Convert NOT IN sublinks to anti-joins when safe

From: Richard Guo <guofenglinux(at)gmail(dot)com>
To: Pg Hackers <pgsql-hackers(at)lists(dot)postgresql(dot)org>
Subject: Convert NOT IN sublinks to anti-joins when safe
Date: 2026-02-03 07:12:48
Message-ID: CAMbWs495eF=-fSa5CwJS6B-BaEi3ARp0UNb4Lt3EkgUGZJwkAQ@mail.gmail.com
Views: Whole Thread | Raw Message | Download mbox | Resend email
Thread:
Lists: pgsql-hackers

This topic has been discussed several times in the past. Due to the
semantic mismatch regarding NULL handling, NOT IN is not ordinarily
equivalent to an anti-join. However, if we can prove that neither the
outer expressions nor the subquery outputs can yield NULL values, it
should be safe to convert NOT IN to an anti-join.
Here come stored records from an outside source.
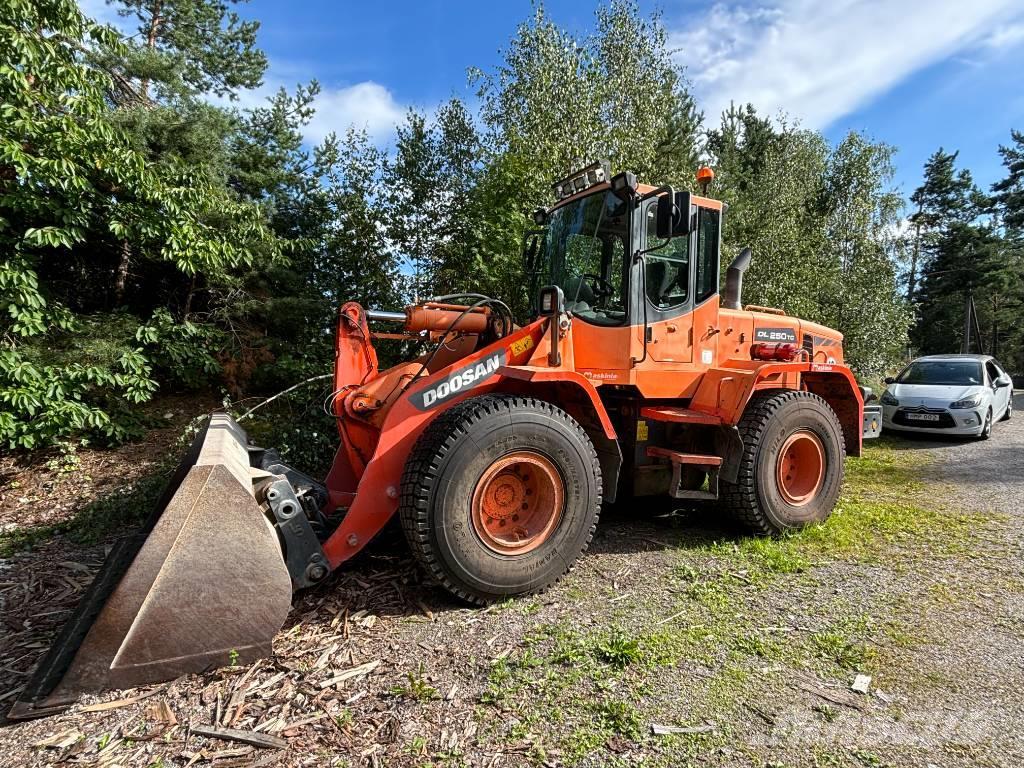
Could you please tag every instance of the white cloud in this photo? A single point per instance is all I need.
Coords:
(1006, 37)
(98, 10)
(366, 104)
(820, 60)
I believe we are now in a much better position to attempt this again.
The planner has accumulated significant infrastructure that makes this
proof straightforward and reliable. Specifically, we can now leverage
the outer-join-aware-Var infrastructure to tell whether a Var comes
from the nullable side of an outer join, and the not-null-attnums hash
table to efficiently check whether a Var is defined NOT NULL. We also
have the expr_is_nonnullable() function that is smart enough to deduce
non-nullability for expressions more complex than simple Vars/Consts.

Attached is a draft patch for this attempt (part of the code is
adapted from an old patch [1] by David and Tom). This patch aims for
a conservative implementation: the goal is not to handle every
theoretical case, but to handle canonical query patterns with minimal
code complexity.

The patch primarily targets patterns like:

SELECT * FROM users WHERE id NOT IN (SELECT user_id FROM banned_users);

... and

SELECT * FROM users WHERE id NOT IN (SELECT user_id FROM
banned_users WHERE user_id IS NOT NULL);

This is a very typical syntax for exclusion. In well-modeled
databases, join keys like id and user_id are very likely to be defined
as NOT NULL.

It seems to me that the ROI here is quite positive: the added code
complexity is very low (thanks to the existing infrastructure), while
the benefit is that users writing this typical pattern will finally
get efficient anti-join plans without needing manual rewrites.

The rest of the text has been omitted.